Table 2 TD-ωPBEhPBE/6-31++G(2d,2p)/PCM(DMSO) calculated wavelengths (λ, nm) and oscillator strengths (f) of the characteristic absorption and emission transitions of the most stable tautomers of NMI-LS(+) and NMI-LS(2+)
NMI-LS(+) NMI-LS(2+)
Absorption S0 → S1 S0 → S2 S0 → S1 S0 → S2
λ 449 394 420 418
f 0.323 0.019 0.264 0.004
Emission S1 → S0 S2 → S0 S3 → S0 S1 → S0 S2 → S0 S3 → S0
λ 469 444 388 450 449 406
f 0.254 0.054 0.000 0.139 0.205 0.017


To further characterize the pH-dependent changes, we calculated the ratio between the experimental excitation intensities at 462 nm and 413 nm, or (in accordance to the available laser lines for confocal imaging) 458 nm and 405 nm (Fig. 1B inset) as well as the ratio of the emission intensities at 467 and 449 nm (Fig. 1C inset). These ratios show an almost linear dependency on the pH value in the range of 4–5, which is the physiologically relevant pH range of lysosomes.5,58 The apparent pKa′ values were determined by linear regression of the intensity ratio in the pH range of 1.5–7.5 using eqn (3). We did not include higher pH values to avoid the influence of a second deprotonation step which is characterized by a slight bathochromic shift of the 467 nm excitation maximum in the basic pH region (pH > 8). The apparent pKa′ values for the excitation ratios 462 nm/413 nm and 458 nm/405 nm were 4.33 and 4.39, respectively, whereas for the emission ratio 467 nm/449 nm we calculated a pKa′ of 5.33. From the intensities measured at maximal protonation and deprotonation (Ia/Ib) the true pKa of NMI-LS value was estimated to be about 3.2 (see ESI, Table S4). This value is below the physiological value of most lysosomal associated processes, however when using the ratios suggested above, pH values around the apparent pKa′ rather than the true pKa values will be linearly dependent on these ratios. Please note that much lower pH values will give linear dependency on the reciprocal ratios, e.g. 413 nm/462 nm for excitation ratiometric imaging or 449 nm/467 nm.

Spectral properties of the fluorophore remained constant after repeatedly changing the pH value between 4.0 and 7.2 as indicated in ESI, Fig. S3 for the excitation ratios 462 nm/413 nm and the emission ratios of 467 nm/449 nm. These spectral changes indicate that NMI-LS is very well suited to be used as a pH indicator.

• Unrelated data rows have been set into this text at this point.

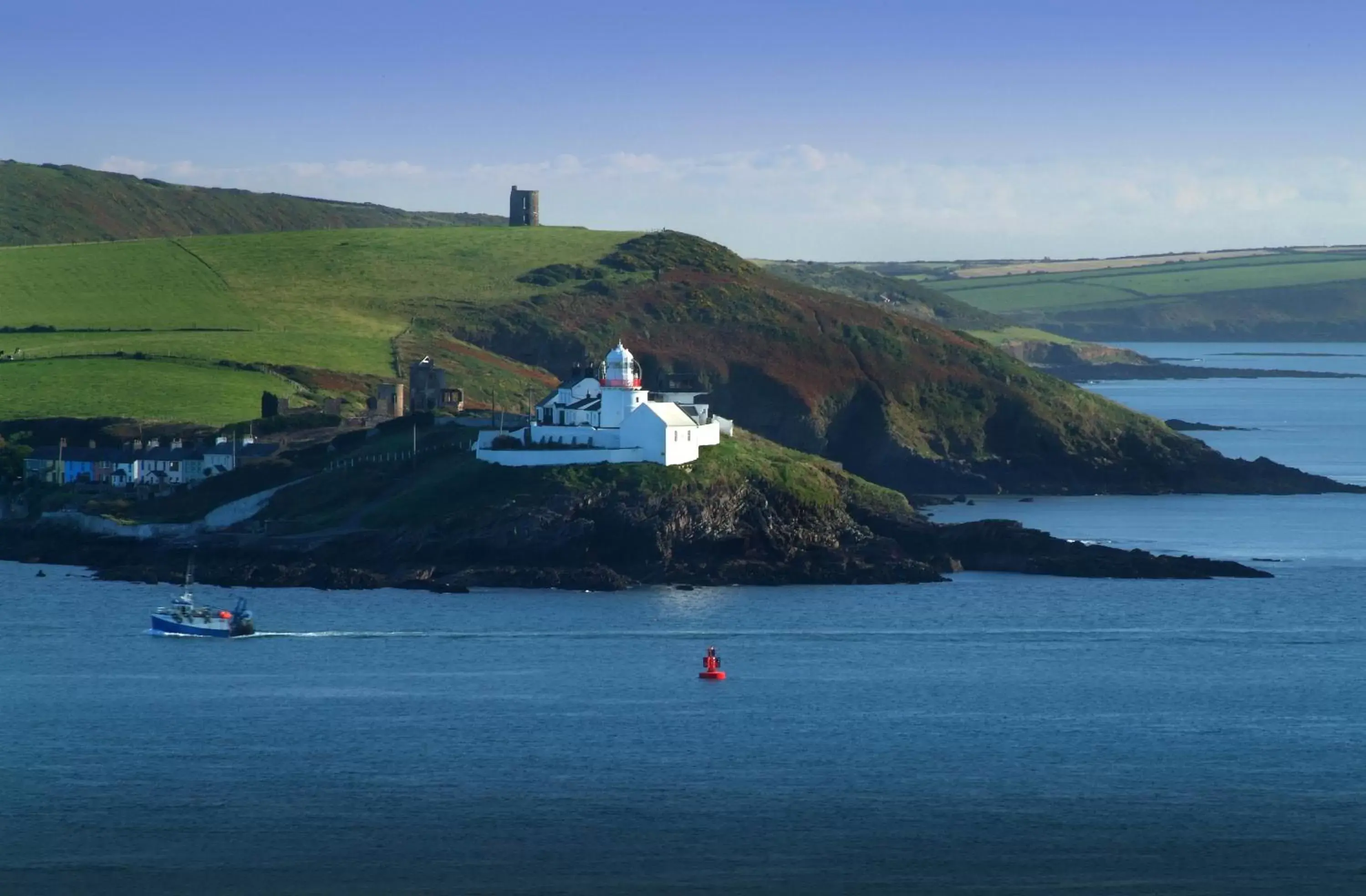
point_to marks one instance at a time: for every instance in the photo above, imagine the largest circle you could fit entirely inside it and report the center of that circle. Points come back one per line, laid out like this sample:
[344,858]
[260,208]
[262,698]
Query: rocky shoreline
[869,551]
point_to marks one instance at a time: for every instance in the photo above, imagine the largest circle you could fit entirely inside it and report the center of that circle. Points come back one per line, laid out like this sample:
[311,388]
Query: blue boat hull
[178,629]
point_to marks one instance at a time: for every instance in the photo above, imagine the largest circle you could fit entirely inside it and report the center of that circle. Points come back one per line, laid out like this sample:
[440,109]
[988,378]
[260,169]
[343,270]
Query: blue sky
[813,130]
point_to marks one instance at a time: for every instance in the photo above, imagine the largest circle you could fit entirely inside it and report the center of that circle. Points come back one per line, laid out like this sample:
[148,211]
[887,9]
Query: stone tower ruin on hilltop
[525,208]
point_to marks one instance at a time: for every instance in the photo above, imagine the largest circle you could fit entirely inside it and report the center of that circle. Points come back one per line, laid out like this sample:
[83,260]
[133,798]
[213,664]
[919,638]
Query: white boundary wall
[558,457]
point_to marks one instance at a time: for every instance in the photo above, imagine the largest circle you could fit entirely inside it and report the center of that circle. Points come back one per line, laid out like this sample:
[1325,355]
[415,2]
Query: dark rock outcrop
[607,541]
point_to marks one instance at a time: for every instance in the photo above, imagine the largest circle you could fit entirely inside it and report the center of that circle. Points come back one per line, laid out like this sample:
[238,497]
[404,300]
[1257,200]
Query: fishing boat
[188,618]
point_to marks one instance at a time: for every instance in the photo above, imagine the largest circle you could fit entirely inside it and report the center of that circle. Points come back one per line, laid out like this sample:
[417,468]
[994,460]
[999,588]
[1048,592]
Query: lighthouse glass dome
[621,371]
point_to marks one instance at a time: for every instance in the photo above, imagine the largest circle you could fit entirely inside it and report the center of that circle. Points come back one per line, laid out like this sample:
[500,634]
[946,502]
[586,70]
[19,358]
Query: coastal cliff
[749,513]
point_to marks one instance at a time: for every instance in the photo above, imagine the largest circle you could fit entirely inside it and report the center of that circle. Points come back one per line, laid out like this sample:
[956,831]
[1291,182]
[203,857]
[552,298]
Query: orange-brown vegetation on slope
[899,401]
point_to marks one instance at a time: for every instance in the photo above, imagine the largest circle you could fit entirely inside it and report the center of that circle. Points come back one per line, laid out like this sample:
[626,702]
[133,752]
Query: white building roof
[670,413]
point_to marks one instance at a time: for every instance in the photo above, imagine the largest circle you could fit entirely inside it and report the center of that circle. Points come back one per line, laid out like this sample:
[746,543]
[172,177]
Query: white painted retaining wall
[558,457]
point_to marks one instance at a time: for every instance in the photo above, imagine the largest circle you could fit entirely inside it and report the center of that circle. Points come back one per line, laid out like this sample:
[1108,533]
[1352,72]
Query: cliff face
[899,401]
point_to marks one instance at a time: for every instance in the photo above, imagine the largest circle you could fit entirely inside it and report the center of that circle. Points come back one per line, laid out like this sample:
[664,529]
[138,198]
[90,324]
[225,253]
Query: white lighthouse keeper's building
[608,418]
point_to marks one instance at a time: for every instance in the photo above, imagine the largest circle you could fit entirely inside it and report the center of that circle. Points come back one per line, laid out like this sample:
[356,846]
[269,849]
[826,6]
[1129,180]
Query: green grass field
[145,390]
[1056,291]
[153,283]
[1009,334]
[339,301]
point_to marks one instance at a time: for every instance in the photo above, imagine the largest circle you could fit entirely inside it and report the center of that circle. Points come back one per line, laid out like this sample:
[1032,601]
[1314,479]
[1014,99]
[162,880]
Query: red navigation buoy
[711,667]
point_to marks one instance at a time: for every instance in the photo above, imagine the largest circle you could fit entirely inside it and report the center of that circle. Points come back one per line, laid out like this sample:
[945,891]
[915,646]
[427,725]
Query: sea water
[999,734]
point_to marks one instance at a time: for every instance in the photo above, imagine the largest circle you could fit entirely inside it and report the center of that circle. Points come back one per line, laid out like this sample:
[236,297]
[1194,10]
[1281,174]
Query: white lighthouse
[608,418]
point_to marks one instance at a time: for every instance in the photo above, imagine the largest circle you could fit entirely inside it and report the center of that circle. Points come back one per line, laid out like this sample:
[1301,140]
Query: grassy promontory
[748,513]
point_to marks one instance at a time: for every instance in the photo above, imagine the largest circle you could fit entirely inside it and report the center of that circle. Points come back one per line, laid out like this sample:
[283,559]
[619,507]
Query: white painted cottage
[608,418]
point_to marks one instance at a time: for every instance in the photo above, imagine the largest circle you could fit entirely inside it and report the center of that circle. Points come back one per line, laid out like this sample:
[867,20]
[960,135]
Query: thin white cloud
[125,166]
[806,201]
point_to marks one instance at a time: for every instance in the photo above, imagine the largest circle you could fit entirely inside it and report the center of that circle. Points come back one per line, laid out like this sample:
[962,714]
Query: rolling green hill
[903,295]
[897,399]
[1283,295]
[66,204]
[345,302]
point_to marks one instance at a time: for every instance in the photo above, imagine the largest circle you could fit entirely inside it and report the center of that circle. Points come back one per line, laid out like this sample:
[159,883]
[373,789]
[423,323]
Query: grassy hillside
[106,387]
[1276,295]
[902,295]
[898,399]
[349,302]
[66,204]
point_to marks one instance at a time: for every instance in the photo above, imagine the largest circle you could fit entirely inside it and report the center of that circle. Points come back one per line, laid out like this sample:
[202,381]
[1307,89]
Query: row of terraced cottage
[141,463]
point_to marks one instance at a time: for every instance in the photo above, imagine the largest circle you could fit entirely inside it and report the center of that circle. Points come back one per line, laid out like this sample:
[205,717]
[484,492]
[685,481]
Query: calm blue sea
[994,735]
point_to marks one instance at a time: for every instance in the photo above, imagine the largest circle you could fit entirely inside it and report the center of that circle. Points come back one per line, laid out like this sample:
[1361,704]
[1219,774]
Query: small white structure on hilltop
[608,418]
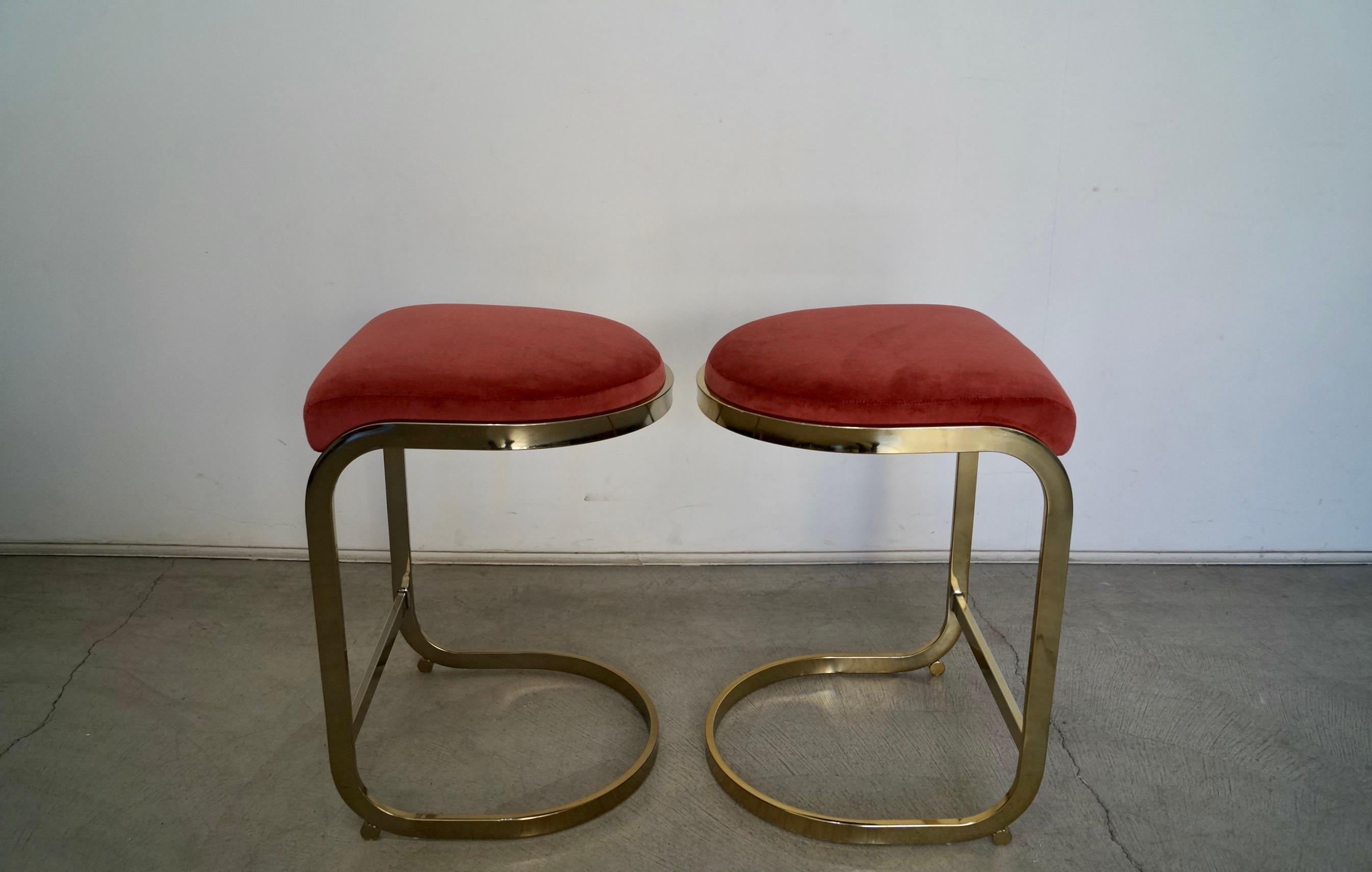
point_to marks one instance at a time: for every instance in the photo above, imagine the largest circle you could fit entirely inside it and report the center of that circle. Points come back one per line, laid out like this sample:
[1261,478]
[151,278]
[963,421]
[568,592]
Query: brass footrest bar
[516,825]
[997,682]
[383,651]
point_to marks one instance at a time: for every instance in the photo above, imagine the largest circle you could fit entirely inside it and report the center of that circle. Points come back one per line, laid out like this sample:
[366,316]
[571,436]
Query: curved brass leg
[1029,730]
[344,713]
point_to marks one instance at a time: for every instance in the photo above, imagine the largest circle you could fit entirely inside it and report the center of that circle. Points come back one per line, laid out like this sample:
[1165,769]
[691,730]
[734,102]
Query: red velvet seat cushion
[481,364]
[892,366]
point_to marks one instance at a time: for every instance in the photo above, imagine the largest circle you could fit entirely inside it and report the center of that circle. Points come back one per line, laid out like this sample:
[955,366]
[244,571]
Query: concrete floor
[165,714]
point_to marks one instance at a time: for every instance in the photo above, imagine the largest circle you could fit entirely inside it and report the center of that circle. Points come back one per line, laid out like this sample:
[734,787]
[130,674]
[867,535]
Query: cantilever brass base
[1029,730]
[345,710]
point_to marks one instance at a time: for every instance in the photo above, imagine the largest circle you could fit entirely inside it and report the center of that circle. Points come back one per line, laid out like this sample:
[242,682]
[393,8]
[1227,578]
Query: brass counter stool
[468,378]
[902,379]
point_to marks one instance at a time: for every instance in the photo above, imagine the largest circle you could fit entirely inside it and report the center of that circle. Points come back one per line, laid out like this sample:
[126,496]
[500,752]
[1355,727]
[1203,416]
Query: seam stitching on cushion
[792,396]
[352,397]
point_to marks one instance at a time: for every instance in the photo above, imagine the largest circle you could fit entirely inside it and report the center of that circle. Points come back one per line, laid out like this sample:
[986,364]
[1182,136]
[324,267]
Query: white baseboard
[684,558]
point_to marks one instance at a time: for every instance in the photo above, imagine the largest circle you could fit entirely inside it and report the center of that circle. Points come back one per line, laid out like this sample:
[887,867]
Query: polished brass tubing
[393,439]
[997,682]
[374,671]
[1046,632]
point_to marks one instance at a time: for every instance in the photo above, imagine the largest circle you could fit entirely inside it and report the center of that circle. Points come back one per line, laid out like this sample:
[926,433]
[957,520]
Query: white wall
[1170,201]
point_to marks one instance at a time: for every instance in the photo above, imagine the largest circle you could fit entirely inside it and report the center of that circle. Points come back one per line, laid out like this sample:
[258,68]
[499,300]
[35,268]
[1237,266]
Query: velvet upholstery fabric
[461,363]
[891,366]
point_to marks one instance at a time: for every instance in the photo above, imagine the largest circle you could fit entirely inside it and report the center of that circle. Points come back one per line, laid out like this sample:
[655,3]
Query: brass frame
[1029,730]
[345,712]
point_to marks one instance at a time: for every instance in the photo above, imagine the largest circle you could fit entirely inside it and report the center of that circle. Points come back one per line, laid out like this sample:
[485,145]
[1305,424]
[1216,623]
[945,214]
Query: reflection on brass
[1028,728]
[345,712]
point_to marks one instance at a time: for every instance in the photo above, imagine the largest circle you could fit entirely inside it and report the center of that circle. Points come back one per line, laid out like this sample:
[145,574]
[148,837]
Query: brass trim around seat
[345,713]
[1029,728]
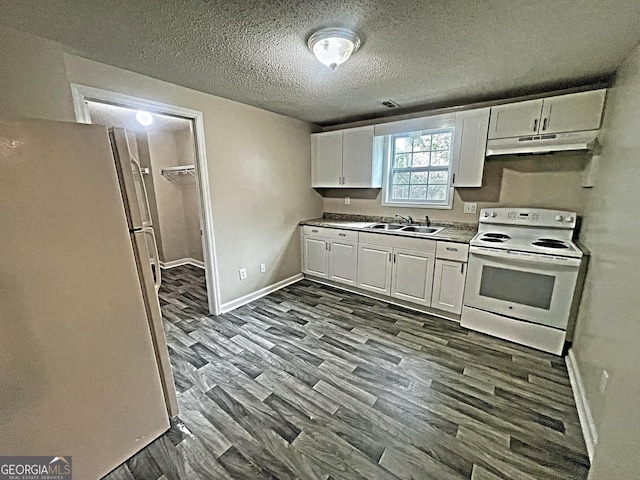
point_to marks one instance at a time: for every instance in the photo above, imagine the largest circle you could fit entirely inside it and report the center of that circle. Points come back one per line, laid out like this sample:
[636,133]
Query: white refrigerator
[84,366]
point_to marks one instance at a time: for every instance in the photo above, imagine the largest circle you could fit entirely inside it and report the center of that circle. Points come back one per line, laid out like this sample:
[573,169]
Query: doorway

Time-resolved fluorescence of NMI-LS at different pH values

Time-resolved emission spectra (TRES) of NMI-LS were recorded in buffers of different pH values upon excitation at 440 nm. Decay curves were fitted to biexponential model functions. As indicated in ESI, Fig. S4, the average fluorescence lifetime increases at all monitored wavelengths with increasing pH. At lower emission wavelength, this effect is more pronounced and is better observable in the physiologically relevant pH range. This finding is not unexpected since the shorter fluorescence lifetime of NMI-LS seems to originate from the protonated form which has also the major contribution to the shorter wavelength emission peak. We suggest that for FLIM of NMI-LS in live cells the emission wavelengths should cover the range of 450–470 nm for most relevant physiological conclusions.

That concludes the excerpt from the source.